He was born in Geneva, the tenth and last child of Charles Martin, a pastor. Before he started school, he was already playing the piano and improvising. At nine, he was composing complete, fully formed songs, without having had any instruction in song forms or harmony. A performance of Bach's St. Matthew Passion which he heard at the age of 12 left a lasting impression, and Bach became his true master.
He studied mathematics and physics at the University of Geneva for two years, working on composition and studying piano with Joseph Lauber on the side. From 1918 to 1926, he lived in Zürich, Rome, and Paris. The compositions of this period show him searching for his own musical language.
In 1926, he founded the Société de Musique de Chambre de Genève, which he directed as pianist and harpsichordist for ten years. During this time, he also taught theory and improvisation at the Jaques-Dalcrose Institute and chamber music at the Geneva Conservatory.

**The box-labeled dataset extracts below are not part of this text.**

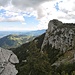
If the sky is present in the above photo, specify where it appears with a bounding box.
[0,0,75,31]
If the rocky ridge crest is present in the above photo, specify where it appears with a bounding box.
[0,48,19,75]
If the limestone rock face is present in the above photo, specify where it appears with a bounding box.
[0,48,19,75]
[41,19,75,52]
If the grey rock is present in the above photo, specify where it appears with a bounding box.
[0,48,19,75]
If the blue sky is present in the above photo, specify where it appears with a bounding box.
[0,0,75,31]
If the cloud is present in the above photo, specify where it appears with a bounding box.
[0,0,10,6]
[12,0,51,9]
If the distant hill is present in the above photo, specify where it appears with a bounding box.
[0,34,35,49]
[12,19,75,75]
[0,29,46,38]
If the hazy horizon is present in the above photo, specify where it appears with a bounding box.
[0,0,75,31]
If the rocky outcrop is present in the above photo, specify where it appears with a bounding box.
[41,19,75,52]
[0,48,19,75]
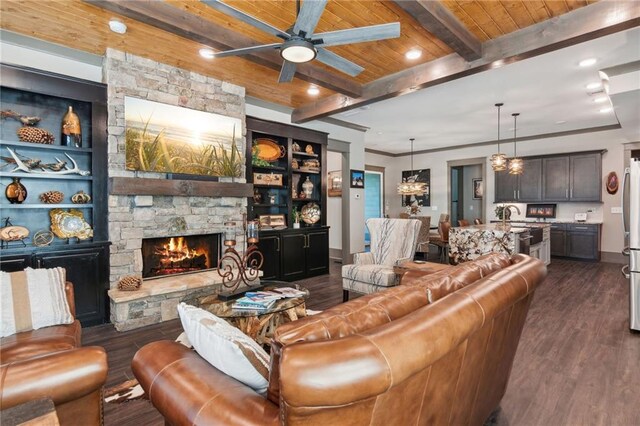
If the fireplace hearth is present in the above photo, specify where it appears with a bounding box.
[142,234,222,279]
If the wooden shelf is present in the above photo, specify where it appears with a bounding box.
[0,172,93,180]
[0,140,93,153]
[291,151,318,158]
[1,203,93,210]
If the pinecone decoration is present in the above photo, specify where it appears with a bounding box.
[40,191,64,204]
[17,126,55,145]
[118,275,142,291]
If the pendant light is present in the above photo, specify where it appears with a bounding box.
[509,112,524,175]
[398,138,429,197]
[491,103,507,172]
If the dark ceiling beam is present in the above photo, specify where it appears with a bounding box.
[291,1,640,124]
[84,0,362,97]
[394,0,482,62]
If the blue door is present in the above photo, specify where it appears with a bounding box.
[364,171,383,246]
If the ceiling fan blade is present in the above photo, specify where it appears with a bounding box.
[278,61,296,83]
[200,0,291,40]
[312,22,400,47]
[293,0,327,37]
[316,47,364,77]
[213,43,282,58]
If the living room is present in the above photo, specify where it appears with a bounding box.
[0,0,640,424]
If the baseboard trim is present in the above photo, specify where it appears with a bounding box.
[600,251,629,265]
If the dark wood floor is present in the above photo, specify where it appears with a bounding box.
[83,259,640,426]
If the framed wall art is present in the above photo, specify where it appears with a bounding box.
[124,96,244,177]
[401,169,431,207]
[349,170,364,188]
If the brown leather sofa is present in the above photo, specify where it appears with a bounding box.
[0,283,107,426]
[133,254,546,425]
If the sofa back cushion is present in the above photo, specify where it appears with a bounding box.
[267,253,510,403]
[0,268,73,337]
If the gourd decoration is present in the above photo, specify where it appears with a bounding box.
[71,191,91,204]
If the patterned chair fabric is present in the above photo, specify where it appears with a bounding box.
[342,219,428,300]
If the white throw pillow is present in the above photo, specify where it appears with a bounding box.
[178,303,269,396]
[0,268,73,337]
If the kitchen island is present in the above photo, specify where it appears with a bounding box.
[449,223,550,264]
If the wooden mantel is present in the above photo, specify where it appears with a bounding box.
[109,177,253,197]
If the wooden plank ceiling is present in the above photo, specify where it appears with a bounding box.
[0,0,593,108]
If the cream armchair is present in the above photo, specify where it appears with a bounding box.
[342,219,420,302]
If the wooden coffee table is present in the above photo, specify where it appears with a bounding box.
[393,260,451,285]
[185,280,309,345]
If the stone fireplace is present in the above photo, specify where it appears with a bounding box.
[104,49,251,330]
[142,234,221,278]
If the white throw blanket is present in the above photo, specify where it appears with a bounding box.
[0,268,73,337]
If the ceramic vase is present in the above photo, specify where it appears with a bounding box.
[4,178,27,204]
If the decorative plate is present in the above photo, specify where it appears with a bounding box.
[49,209,93,240]
[0,226,29,241]
[255,138,287,161]
[300,203,321,225]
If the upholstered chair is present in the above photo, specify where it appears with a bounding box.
[416,216,431,259]
[342,218,421,301]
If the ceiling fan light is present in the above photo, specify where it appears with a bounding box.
[280,39,318,64]
[509,158,524,175]
[491,152,507,172]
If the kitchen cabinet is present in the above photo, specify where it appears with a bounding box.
[494,151,602,203]
[259,226,329,281]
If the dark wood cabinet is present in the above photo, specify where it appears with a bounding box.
[569,153,602,201]
[494,151,602,203]
[0,64,109,326]
[259,226,329,281]
[258,235,281,280]
[550,223,600,260]
[516,158,542,203]
[495,171,518,203]
[542,156,569,201]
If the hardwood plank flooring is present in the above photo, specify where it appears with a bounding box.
[83,256,640,426]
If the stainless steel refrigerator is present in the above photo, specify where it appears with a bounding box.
[622,150,640,331]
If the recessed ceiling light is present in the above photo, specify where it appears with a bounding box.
[199,47,215,59]
[404,49,422,59]
[578,58,598,67]
[109,19,127,34]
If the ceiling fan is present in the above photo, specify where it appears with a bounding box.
[202,0,400,83]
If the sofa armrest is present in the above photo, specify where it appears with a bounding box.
[0,346,108,409]
[131,340,280,426]
[353,251,375,265]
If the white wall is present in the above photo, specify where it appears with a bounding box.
[327,151,342,250]
[366,129,628,253]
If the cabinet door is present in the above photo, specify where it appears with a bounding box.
[567,232,599,260]
[307,230,329,277]
[36,247,109,326]
[542,157,569,201]
[549,227,567,256]
[494,171,518,203]
[281,232,307,281]
[518,158,542,202]
[258,235,280,280]
[569,153,602,201]
[0,254,31,272]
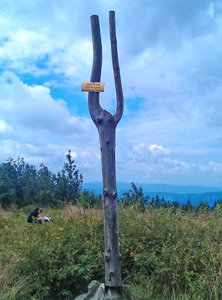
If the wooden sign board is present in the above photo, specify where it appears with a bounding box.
[82,82,104,92]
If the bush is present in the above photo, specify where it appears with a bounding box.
[0,206,222,300]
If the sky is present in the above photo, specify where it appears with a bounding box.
[0,0,222,187]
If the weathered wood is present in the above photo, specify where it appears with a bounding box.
[88,11,123,288]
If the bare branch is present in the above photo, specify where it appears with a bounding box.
[88,15,103,126]
[109,11,123,125]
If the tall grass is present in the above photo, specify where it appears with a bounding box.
[0,206,222,300]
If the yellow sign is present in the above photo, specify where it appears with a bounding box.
[82,82,104,92]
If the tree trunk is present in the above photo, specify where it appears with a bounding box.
[88,11,123,288]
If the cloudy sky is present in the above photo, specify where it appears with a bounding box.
[0,0,222,187]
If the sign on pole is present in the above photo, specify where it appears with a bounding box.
[82,82,104,92]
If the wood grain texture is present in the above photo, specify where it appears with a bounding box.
[88,11,123,288]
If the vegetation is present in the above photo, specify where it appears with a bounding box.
[0,156,222,300]
[0,205,222,300]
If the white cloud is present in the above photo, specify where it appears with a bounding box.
[0,0,222,184]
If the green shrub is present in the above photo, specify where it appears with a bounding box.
[0,206,222,300]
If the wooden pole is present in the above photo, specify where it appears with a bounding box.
[88,11,123,288]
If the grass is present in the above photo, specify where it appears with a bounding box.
[0,206,222,300]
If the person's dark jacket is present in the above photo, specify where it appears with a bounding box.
[27,209,39,223]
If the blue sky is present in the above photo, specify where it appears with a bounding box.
[0,0,222,187]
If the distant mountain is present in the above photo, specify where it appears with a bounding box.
[83,182,222,206]
[83,182,222,194]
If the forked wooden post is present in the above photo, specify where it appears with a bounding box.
[88,11,123,288]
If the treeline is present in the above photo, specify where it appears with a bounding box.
[0,150,102,208]
[0,150,222,212]
[119,182,222,212]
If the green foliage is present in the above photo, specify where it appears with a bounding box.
[121,182,149,211]
[0,150,83,208]
[78,190,102,208]
[0,205,222,300]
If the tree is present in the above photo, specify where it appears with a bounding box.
[56,150,83,204]
[122,182,150,211]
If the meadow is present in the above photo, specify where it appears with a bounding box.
[0,205,222,300]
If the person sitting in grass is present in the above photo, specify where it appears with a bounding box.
[27,208,43,224]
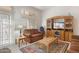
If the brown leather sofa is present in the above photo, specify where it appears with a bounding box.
[23,29,44,43]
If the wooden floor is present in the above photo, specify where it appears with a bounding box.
[68,39,79,53]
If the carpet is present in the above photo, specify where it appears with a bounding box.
[20,42,69,53]
[0,48,11,53]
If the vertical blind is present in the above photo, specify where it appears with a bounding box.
[0,14,10,46]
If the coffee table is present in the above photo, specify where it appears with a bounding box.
[38,37,56,52]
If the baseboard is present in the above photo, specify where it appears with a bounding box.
[72,35,79,39]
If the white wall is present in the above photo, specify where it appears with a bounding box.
[42,6,79,35]
[14,6,41,28]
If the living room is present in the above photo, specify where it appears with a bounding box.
[0,6,79,53]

He was director of the Technicum Moderne de Musique from 1933 to 1940 and president of the Association of Swiss Musicians from 1942 to 1946.
He moved to the Netherlands in 1946 to find more time for his composition than in Switzerland, where he was involved in too many other activities. He lived for ten years in Amsterdam, and finally settled in Naarden.
From 1950 to 1957, he taught composition at the Staatliche Hochschule für Musik in Cologne, Germany. At that time, he renounced teaching and concentrated on his composition, leaving it only for occasional chamber music tours and conducting engagements (of his own works).
His better known compositions include:
- Quatre pièces brèves for guitar (1933)
- Le vin herbé (1938)
- Petite symphonie concertante (1944)
- In terra pax (1944)
- Concerto for seven wind instruments, timpani, and strings (1949)
- Golgotha (1949)
- Polyptyque, for violin and two small string orchestras (1973)
- Requiem (1973)
He also wrote a full-scale symphony (1937), two piano concertos, a harpsichord concerto, a violin concerto, a cello concerto, and a series of ballades for various solo instruments with piano or orchestra.
He developed a style based on Arnold Schoenberg's twelve tone method, having become interested in this around 1932, but did not abandon tonality.
He worked on his last cantata, Et la Vie l'Emporta until ten days before his death. He died in Naarden.